Conclusion
The novelty of our study is the identification of genetic signatures
through classification rules for SNPs in angiogenesis and ADME genes
associated with sorafenib responses in HCC patients, through which it
may be possible to personalize prescription. The application of GRS
could allow a better stratification of patients. In addition, the
network analysis conducted in this study supports the association of
8/12 analyzed genes in topological key points involved in several common
biological pathways correlated to HCC and sorafenib. However, our study
has some limitations. The sample size was relatively small, and further
investigations in a larger sample size may be needed. The opportunity to
test the classification rules on predictive biomarkers of response to
sorafenib in an independent and larger validation set would give more
robustness to our findings. Therefore, our findings had an exploratory
aim and are intended as a “proof-of-concept” research to be further
validated in a larger dataset to allow sorafenib-tailored prescriptions
through predictive biomarkers of response and outcome in HCC patients.
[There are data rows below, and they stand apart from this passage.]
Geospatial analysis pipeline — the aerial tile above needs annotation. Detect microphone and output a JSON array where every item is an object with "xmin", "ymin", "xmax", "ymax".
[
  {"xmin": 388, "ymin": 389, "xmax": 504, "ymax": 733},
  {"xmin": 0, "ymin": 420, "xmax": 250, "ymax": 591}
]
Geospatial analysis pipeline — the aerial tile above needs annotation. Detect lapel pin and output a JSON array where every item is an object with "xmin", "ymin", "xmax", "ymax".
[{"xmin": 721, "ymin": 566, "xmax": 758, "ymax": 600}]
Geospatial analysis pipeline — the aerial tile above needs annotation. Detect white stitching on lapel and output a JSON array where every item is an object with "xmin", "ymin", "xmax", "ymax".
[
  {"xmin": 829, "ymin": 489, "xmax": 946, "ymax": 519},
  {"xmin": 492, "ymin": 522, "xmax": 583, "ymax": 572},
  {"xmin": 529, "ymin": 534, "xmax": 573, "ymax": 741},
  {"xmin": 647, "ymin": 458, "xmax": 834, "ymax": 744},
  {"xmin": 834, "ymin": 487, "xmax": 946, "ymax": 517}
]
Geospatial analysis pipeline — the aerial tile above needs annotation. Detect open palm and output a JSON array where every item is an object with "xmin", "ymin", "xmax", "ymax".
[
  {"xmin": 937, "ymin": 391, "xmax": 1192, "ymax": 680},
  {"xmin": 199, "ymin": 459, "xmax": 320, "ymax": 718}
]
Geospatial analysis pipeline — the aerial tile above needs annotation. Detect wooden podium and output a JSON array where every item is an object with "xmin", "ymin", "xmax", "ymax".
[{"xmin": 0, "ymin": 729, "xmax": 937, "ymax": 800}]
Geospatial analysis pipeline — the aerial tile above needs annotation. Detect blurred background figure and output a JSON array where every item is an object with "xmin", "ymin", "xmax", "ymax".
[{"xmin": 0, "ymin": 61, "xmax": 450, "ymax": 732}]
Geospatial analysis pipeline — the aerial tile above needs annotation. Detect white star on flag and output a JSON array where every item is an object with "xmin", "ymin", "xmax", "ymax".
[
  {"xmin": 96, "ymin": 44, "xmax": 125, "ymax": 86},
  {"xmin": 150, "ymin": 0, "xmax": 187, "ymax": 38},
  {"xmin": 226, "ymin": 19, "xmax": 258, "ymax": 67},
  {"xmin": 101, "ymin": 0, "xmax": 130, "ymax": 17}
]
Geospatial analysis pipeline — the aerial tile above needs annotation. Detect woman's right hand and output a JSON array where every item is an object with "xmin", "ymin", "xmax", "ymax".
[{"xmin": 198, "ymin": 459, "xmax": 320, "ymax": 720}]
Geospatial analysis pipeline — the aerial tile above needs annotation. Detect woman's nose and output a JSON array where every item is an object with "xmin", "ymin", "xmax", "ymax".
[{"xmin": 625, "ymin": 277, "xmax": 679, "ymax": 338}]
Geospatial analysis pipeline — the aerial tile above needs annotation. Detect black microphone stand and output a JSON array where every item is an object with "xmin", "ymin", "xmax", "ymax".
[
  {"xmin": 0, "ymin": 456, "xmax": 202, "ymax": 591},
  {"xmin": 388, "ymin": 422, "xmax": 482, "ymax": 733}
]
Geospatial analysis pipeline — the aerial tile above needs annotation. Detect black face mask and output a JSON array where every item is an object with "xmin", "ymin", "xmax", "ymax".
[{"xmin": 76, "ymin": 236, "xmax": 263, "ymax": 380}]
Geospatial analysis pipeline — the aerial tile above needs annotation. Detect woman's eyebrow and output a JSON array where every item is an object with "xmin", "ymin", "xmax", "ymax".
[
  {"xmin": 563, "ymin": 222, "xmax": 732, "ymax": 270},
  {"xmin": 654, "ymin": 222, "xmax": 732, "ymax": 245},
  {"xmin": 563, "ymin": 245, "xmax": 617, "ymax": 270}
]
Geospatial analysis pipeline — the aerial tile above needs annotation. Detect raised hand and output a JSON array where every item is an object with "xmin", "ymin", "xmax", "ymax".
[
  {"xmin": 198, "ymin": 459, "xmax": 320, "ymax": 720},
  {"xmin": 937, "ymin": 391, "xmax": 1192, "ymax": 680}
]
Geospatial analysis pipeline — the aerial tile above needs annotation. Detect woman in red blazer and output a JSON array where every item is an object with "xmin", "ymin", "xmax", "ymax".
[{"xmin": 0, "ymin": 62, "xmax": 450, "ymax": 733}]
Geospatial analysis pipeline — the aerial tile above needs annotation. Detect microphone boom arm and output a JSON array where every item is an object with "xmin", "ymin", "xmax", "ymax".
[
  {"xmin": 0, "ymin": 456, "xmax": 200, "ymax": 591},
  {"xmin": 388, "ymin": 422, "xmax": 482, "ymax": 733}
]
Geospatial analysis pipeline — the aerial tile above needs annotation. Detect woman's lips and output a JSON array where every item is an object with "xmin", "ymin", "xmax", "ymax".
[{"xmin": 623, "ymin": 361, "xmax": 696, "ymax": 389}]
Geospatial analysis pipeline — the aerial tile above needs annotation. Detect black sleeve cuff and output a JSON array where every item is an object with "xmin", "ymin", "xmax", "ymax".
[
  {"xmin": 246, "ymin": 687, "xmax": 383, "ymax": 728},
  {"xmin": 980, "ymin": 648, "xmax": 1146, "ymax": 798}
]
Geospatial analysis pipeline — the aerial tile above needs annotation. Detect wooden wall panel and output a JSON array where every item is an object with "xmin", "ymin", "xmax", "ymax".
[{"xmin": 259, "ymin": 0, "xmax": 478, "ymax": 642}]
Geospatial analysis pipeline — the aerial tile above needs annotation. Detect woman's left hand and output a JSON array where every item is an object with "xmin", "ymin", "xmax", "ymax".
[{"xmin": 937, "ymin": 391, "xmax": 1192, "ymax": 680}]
The involvement of seed genes in multiple biological pathways related to
sorafenib and HCC, as well as the common interactions of ADH1A ,CYP26A1 , VEGF-A , and VEGF-C in signal transduction
pathways, should allow future studies on the simultaneous targeting of
different signaling pathways or common downstream proteins involved in
HCC control and sorafenib response with the aim of personalizing
treatment for this still uncurable disease.